AT posterior horns Distinguish between the spongy layer, the gelatinous substance, the nucleus proper of the posterior horn and the thoracic nucleus of Clark. Between the posterior and lateral horns, the gray matter juts into the white as strands, as a result of which its mesh-like loosening is formed, which is called the mesh formation, or reticular formation, of the spinal cord.

The posterior horns are rich in diffusely located intercalary cells. These are small multipolar associative and commissural cells, the axons of which terminate within the gray matter of the spinal cord of the same side (associative cells) or the opposite side (commissural cells).

The neurons of the spongy zone and the gelatinous substance communicate between the sensitive cells of the spinal ganglia and the motor cells of the anterior horns, closing the local reflex arcs.

Clark's nucleus neurons receive information from muscle, tendon, and joint receptors (proprioceptive sensitivity) along the thickest radicular fibers and transmit it to the cerebellum.

In the intermediate zone, there are centers of the autonomic (autonomous) nervous system - preganglionic cholinergic neurons of its sympathetic and parasympathetic divisions.

AT anterior horns the largest neurons of the spinal cord are located, which form nuclei of considerable volume. This is the same as the neurons of the nuclei of the lateral horns, radicular cells, since their neurites make up the bulk of the fibers of the anterior roots.

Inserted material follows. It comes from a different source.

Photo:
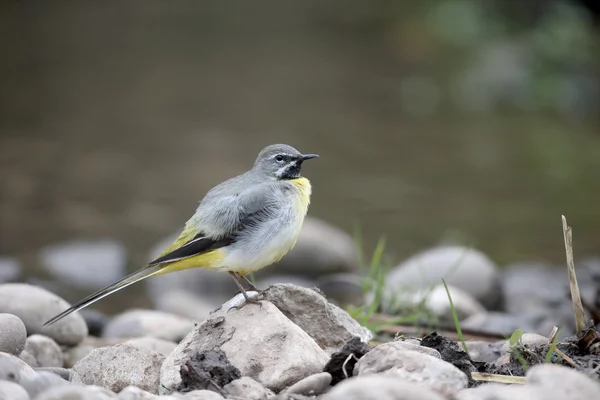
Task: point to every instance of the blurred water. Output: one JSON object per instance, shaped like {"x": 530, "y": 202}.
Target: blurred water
{"x": 117, "y": 117}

As part of the mixed spinal nerves, they enter the periphery and form motor endings in the skeletal muscles. Thus, the nuclei of the anterior horns are motor somatic centers.

Glia of the spinal cord

The main part of the glial backbone of the gray matter is protoplasmic and fibrous astrocytes. The processes of fibrous astrocytes extend beyond the gray matter and, together with elements of connective tissue, take part in the formation of partitions in the white matter and glial membranes around blood vessels and on the surface of the spinal cord.

Oligodendrogliocytes are part of the sheaths of nerve fibers, predominate in the white matter.

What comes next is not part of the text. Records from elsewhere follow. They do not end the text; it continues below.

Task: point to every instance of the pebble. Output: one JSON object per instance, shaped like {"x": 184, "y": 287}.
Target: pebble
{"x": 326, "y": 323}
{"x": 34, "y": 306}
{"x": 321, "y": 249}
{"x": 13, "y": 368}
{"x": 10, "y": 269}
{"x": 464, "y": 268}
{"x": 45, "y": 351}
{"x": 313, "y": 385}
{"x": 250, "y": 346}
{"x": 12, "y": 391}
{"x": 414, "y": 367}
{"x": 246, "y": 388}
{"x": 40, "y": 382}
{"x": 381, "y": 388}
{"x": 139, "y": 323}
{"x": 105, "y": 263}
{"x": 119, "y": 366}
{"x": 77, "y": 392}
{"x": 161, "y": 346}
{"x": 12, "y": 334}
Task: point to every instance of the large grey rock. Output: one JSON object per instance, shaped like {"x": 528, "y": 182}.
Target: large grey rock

The ependymal glia lines the central canal of the spinal cord. Ependymocytes participate in the production of cerebrospinal fluid (CSF). A long process departs from the peripheral end of the ependymocyte, which is part of the outer boundary membrane of the spinal cord.

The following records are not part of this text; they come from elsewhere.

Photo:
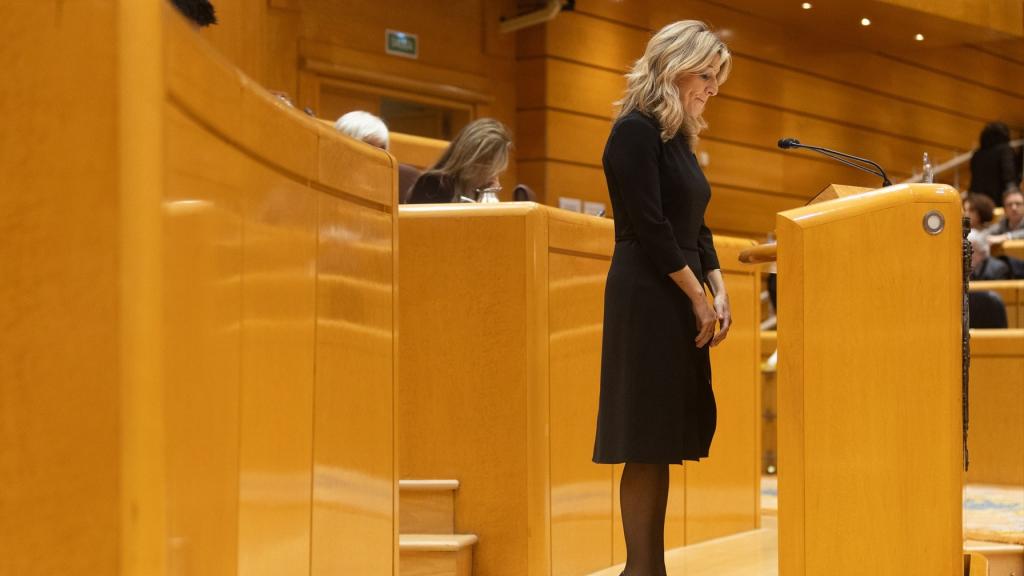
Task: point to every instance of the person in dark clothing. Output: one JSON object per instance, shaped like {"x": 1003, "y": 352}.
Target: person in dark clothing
{"x": 201, "y": 12}
{"x": 992, "y": 168}
{"x": 369, "y": 128}
{"x": 983, "y": 265}
{"x": 470, "y": 165}
{"x": 656, "y": 405}
{"x": 979, "y": 209}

Directly under the ependymal layer is a subependymal (periventricular) boundary glial membrane formed by processes of astrocytes. This membrane is part of the so-called. hemato-liquor barrier.

Microglia enter the spinal cord as blood vessels grow into it and are distributed in the gray and white matter.

The connective tissue membranes of the spinal cord correspond to the membranes of the brain.

Brain

In the brain, gray and white matter are distinguished, but their distribution here is much more complicated than in the spinal cord. Most of the gray matter of the brain is located on the surface of the cerebrum and cerebellum, forming them bark. A smaller part forms numerous subcortical nuclei surrounded by white matter. All gray matter nuclei are composed of multipolar neurons.

Cerebellum

The cerebellum is the central organ balance and coordination of movements. It is formed by two hemispheres with a large number of grooves and convolutions, and a narrow middle part - a worm.

The bulk of the gray matter in the cerebellum is located on the surface and forms its cortex. A smaller part of the gray matter lies deep in the white matter in the form of the central nuclei of the cerebellum.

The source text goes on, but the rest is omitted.